Want to reproduce Google's PaLM model of 540 billion parameters? It costs at least $10 million to rent a card!

2022-04-18 15:12:55

Reporting by XinZhiyuan

EDIT: LRS

Recently, researchers have calculated that if you rent a card to train a Google PaLM model, the cost of computing alone will reach tens of millions of dollars, not including data, testing overhead, etc., and renting a GPU is more cost-effective than TPU.

Recently, Google's PaLM language model turned out to be a sota that broke a number of natural language processing tasks, and this Transformer language model with 540 billion parameters once again proved that "great miracles".

Address: https://storage.googleapis.com/pathways-language-model/PaLM-paper.pdf

In addition to using the powerful Pathways system, the paper describes that paLM training uses 6144 TPU v4, uses a high-quality dataset of 780 billion tokens, and has a certain percentage of non-English multilingual corpus.

One word, "expensive"

If you really want to reproduce the training process, how much does it cost?

A researcher recently estimated the cost, and a short answer is: it will cost about $9 million to $17 million.

If other models are used as a comparison: BERT training costs $12,000, GPT-2 training costs $43,000, XLNet training costs $61,000, and the 11 billion-parameter Google T5 model is estimated to cost $1.3 million per training.

It should be noted that the training cost is not set in stone, and hardware improvements and more advanced parameter optimization measures can reduce training costs.
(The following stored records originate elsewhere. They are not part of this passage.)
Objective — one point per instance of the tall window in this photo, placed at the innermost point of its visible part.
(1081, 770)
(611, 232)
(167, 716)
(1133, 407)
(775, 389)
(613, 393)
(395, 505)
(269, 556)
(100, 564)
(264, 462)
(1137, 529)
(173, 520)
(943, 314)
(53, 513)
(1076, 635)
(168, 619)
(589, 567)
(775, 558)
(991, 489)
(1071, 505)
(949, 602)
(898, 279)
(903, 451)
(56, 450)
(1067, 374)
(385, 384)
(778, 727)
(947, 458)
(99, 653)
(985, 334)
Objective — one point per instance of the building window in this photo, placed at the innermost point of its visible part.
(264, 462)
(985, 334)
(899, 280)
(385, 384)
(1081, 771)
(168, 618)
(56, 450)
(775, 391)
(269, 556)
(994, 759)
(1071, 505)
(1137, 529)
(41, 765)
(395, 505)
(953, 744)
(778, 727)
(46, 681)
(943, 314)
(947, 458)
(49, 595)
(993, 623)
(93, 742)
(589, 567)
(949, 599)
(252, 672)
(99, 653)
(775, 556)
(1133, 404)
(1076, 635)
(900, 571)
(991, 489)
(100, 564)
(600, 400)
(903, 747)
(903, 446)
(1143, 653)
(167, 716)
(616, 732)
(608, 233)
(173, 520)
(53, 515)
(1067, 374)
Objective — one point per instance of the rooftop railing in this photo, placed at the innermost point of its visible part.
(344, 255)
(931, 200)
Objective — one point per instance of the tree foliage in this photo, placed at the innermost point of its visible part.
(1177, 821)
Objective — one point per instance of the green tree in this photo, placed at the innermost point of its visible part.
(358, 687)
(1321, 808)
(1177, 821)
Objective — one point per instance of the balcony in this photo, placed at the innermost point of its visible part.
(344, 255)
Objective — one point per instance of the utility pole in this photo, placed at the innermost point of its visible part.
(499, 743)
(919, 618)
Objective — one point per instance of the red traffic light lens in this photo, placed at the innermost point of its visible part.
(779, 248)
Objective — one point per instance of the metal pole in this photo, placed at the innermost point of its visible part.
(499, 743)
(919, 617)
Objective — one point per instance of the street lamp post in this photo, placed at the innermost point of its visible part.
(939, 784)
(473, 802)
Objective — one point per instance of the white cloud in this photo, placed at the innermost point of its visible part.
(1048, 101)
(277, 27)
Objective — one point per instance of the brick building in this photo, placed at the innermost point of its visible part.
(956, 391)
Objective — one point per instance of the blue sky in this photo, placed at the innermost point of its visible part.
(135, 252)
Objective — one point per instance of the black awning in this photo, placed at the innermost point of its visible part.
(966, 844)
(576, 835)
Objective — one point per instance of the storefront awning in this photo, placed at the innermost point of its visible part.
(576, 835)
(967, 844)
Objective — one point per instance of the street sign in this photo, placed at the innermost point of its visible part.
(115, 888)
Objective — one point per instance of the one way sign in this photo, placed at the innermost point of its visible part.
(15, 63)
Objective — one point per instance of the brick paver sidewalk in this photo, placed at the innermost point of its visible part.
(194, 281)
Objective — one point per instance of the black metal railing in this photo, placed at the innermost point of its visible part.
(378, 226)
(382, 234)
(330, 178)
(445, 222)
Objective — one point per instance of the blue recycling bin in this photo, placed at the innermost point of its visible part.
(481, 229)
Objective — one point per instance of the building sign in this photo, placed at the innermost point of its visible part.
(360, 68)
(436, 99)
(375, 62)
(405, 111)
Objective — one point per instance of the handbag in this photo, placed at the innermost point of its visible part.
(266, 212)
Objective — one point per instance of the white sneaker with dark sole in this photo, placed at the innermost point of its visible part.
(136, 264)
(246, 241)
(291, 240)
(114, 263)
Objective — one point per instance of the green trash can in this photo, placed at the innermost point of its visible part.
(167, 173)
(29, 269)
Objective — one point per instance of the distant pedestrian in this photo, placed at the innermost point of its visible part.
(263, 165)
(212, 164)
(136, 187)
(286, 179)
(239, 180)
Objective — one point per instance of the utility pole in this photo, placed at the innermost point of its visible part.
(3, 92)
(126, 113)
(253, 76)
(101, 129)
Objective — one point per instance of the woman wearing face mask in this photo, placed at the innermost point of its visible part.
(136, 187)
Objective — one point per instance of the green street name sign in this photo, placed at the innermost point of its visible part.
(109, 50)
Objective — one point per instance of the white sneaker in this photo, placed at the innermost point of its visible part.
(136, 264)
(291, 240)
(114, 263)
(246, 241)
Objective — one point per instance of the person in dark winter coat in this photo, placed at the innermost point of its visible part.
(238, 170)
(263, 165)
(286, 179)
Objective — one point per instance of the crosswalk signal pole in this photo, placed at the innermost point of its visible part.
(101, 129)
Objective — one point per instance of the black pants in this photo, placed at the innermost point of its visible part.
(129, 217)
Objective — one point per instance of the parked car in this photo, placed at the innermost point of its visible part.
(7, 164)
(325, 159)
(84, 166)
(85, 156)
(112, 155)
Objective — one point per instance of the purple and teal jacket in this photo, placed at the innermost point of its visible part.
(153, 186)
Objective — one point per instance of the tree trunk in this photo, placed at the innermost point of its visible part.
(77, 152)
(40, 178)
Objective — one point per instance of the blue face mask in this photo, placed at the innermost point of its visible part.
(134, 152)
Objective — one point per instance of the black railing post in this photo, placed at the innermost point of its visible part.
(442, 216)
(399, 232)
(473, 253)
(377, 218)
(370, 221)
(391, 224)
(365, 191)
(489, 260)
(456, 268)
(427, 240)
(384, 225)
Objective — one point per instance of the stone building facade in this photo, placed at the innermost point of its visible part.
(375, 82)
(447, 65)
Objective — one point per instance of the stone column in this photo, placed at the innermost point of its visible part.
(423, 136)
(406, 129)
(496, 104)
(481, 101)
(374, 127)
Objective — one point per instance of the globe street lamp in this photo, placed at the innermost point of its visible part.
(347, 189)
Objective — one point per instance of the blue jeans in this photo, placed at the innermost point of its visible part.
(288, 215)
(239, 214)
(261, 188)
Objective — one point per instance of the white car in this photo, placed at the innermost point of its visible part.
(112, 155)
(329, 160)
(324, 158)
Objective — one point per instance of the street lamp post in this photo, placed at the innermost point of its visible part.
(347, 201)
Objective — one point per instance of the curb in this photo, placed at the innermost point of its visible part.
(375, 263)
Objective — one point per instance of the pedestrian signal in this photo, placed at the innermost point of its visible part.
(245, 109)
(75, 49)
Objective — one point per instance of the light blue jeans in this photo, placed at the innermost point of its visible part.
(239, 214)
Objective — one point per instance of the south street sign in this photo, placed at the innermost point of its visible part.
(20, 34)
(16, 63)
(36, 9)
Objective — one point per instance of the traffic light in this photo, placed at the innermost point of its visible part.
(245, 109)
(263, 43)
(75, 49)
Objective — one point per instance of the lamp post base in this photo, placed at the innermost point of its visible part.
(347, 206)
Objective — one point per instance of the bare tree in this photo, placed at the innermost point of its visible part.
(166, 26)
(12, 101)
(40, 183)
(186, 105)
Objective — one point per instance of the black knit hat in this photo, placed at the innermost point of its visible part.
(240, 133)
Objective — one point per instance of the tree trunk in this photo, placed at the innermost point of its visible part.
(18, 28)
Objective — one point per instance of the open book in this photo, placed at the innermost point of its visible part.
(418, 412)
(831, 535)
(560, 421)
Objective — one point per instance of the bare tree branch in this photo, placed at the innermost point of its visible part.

However, even if the cost of training is greatly reduced, collecting and cleaning data on such a large scale is far from being affordable for "poor doctors" and "small companies".

Moore's Law on training costs

The amount of computation required to train machine learning models has been soaring, and the amount of computing resources that need to be procured has also increased dramatically.

Advances in computing, data, and algorithms are the three fundamental factors that guide the progress of modern machine learning, of which computation is the easiest to quantify, so the cost of computational training is usually to look at the amount of computation required for model training.

Researchers have done research that before 2010, training landmark machine learning models roughly conformed to Moore's Law, doubling the amount of computation in about 20 months.

But after the advent of deep learning in early 2010, the amount of computation required for training increased dramatically, doubling in about six months.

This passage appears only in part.